Indent tool for HSpeak

Talk about things that are not making games here. But you should also make games!

Moderators: Bob the Hamster, marionline, SDHawk

lennyhome
Slime Knight
Posts: 115
Joined: Fri Feb 14, 2020 6:07 am

Post by lennyhome »

I'm trying to privilege simplicty and over coverage for now. If something silly like collating multiple lines with a ',' and pretending it's a list works 99% of the times, then why not? The way I'm currently stripping comments is also wrong. The language is never going to be exactly the same but it could be made better in a way that porting existing scripts would be trivial.

I've just done some support for "else if" right now, like so:

Code: Select all

HSpeak> if (a) then (b) else if (c) then (d)
root
  if
    group
      val: a
    val: b
    if
      group
        val: c
      val: d
And I've introduced the same issue that exists for Python tuples:

Code: Select all

>>> (1)
1
>>> (1,)
(1,)
Where 1-lenght tuples collapse to values. And becaues Python does that, that's a feature, not a bug.

I've put some BSD license in it, just to be sure, but feel free to choose or do whatever you like.
1k lines per second?
It's ok fast. Consider that I'm working on a Raspberry Pi 3.

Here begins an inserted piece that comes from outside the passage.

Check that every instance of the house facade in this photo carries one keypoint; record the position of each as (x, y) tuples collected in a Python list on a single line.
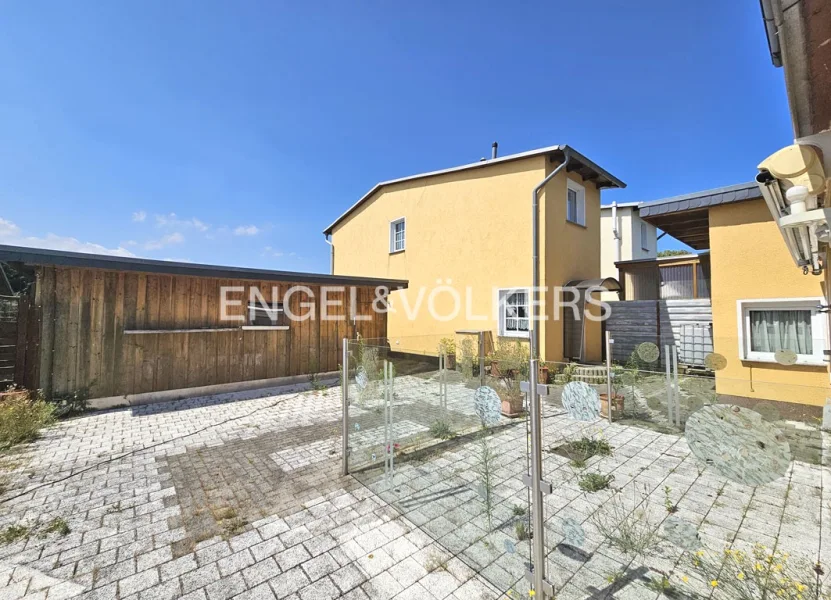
[(761, 304), (132, 331), (469, 228), (624, 236)]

Finally, you may have heard of stuff going on in Italy due to that zombie virus. Internet is ok for now and we're probably going to make it. Just... If I start to turn... Do whatever you need to do.

----

Code: Select all

expression_group : '(' ',' ')'
I don't think that does anything. I've put it there to deal with blank lines somewhat, but then I chose to skip them in the pre-parser. I wanted to allow this:

Code: Select all

HSpeak> (a,,b)
root
  group
    val: a
    none
    val: b
And I was thinking of a way to specify some sort of NULL. Maybe? There's still a lot to do to resolve the fine details
"do" block not following a for/while/switch
I've just added it.

Don't worry too much about:

Code: Select all

WARNING: 110 shift/reduce conflicts
I'll solve some of those but they just mean some rules that have the same lenght depend on the order they're defined instead of explicitly via the priority table.

----

Since by law I'm only allowed to program and ****post on 4chan, I wanted to type a little bit more and correct myself. The order in which the rules are defined doesn't matter. In case of a conflict, the rules that match are those that form the longest chain possible and then are reduced right to left, so:

Code: Select all

HSpeak> if (a) then b + 1
root
  if
    group
      val: a
    binop: +
      val: b
      number: 1
That's the default behavior. Unfortunately (b + 1) is a useless statement. If you set a priority higher than + for THEN, this happens:

Code: Select all

HSpeak> if (a) then b + 1
root
  binop: +
    if
      group
        val: a
      val: b
    number: 1
Which is interesting because makes it possible to use IF statements in the middle of expressions like in (a ? b : c) in C.
Anyway. I've explicitly disabled that behavior in the interest of my sanity. I just wanted to let you know it's possible.
Last edited by lennyhome on Thu Mar 12, 2020 6:47 pm, edited 3 times in total.
TMC
Metal King Slime
Posts: 4308
Joined: Sun Apr 10, 2011 9:19 am

Post by TMC »

Wow. So now you have little to do but play around with this. Until you run out of food. Please don't turn.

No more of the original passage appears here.